Medidas aéreas desesperadas
Cuando la defensa del Reich se hizo perentoria, los gerifaltes alemanes impulsaron el desarrollo de distintos cazas a reacción, en vez de incrementar la producción del reactor Messerschmitt Me 262, que había entrado en servicio en 1944, y tratar de solventar sus problemas técnicos.
He 162 Salamander
El general de la Luftwaffe Adolf Galland no se sentía feliz con el proyecto Volksjäger, que pretendía producir un caza a reacción de bajo coste y fácil de usar, para que fuera tripulado por miembros de las Juventudes Hitlerianas que hubieran recibido adiestramiento en planeadores. A sus ojos, tal idea solo distraería recursos del bien probado Me 262 Schwalbe, y le parecía una locura mandar a luchar a adolescentes sin la mínima preparación de combate.
Y, sin embargo, el He 162 Salamander fue, pese a todos los presagios, un avión sorprendente, con unas características realmente avanzadas y, lo más asombroso de todo, desarrollado en un tiempo récord: la convocatoria del proyecto tuvo lugar en junio de 1944, el He fue seleccionado en agosto y el nuevo caza –que, al final, fue puesto en manos de pilotos experimentados– realizó su primer vuelo en diciembre. Entró en producción en enero de 1945.
Me 163 Komet
La idea de desarrollar un interceptor cohete, tan veloz que ningún avión enemigo pudiera oponérsele, resultaba tan atractiva que nada frenó el proyecto que se puso en marcha para tal fin. Ni siquiera que la piloto de pruebas Hanna Reitsch casi se matara durante el quinto vuelo del que acabaría denominándose Me 163 Komet y que esta misma considerase que se trataba de un avión tan inútil como peligroso.
Los resultados en combate de este extravagante ingenio, que debía ascender a casi 950 km/h, atacar al enemigo en una única y veloz pasada y aterrizar planeando, demuestran que Reitsch tenía razón. Aquellos “huevos alados”, como eran conocidos coloquialmente, derribaron diecisiete bombarderos, tarea en la que fallecieron más de dos docenas de pilotos propios, la mayoría en accidentes durante el despegue o el aterrizaje.

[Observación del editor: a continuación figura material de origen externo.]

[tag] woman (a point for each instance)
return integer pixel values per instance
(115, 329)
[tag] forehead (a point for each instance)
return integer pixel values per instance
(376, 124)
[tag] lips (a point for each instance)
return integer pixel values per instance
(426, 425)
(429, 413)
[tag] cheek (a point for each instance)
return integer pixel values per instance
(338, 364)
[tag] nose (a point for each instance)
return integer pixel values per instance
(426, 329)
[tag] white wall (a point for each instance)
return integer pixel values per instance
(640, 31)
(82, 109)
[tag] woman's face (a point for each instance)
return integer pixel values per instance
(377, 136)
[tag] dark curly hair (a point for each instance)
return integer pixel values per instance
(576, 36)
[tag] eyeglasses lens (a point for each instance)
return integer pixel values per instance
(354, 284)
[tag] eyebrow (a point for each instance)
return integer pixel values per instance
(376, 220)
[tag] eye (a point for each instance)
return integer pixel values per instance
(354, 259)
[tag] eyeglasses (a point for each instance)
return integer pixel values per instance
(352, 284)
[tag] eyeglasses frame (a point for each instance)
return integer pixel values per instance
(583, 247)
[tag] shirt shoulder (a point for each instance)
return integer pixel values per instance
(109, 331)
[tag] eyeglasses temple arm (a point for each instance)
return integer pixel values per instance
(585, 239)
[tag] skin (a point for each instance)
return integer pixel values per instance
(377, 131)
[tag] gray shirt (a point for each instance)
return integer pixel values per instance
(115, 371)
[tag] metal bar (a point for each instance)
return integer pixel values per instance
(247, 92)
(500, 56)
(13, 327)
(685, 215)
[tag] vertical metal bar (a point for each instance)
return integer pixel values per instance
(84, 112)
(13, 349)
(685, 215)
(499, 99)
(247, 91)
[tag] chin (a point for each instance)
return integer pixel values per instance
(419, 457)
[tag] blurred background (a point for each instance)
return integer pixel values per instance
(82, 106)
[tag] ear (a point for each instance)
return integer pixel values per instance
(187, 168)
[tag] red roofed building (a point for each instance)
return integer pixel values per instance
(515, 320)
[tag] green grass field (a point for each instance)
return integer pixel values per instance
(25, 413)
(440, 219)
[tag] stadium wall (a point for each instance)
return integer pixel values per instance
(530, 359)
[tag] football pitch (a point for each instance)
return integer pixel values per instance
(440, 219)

Resulta complicado describir el Ba 349 Natter –víbora–, ya que ni siquiera está claro que pueda considerarse un avión. En principio, iba a ser un misil antiaéreo, pero, ante lo difícil que era equiparlo con un sistema de guía adecuado, se optó por que fuese tripulado. El resultado fue un estilizado ingenio que usaba la misma planta propulsora que el çKomet y debía lanzarse en posición vertical desde una plataforma de despegue.
La idea era que alcanzara al enemigo a 800 km/h, disparase una andanada de cohetes y descendiera planeando. Algo tan inusual no habría pasado del papel de no ser porque Heinrich Himmler apoyó el proyecto. El Natter fue construido en fábricas de las SS con mano de obra esclava.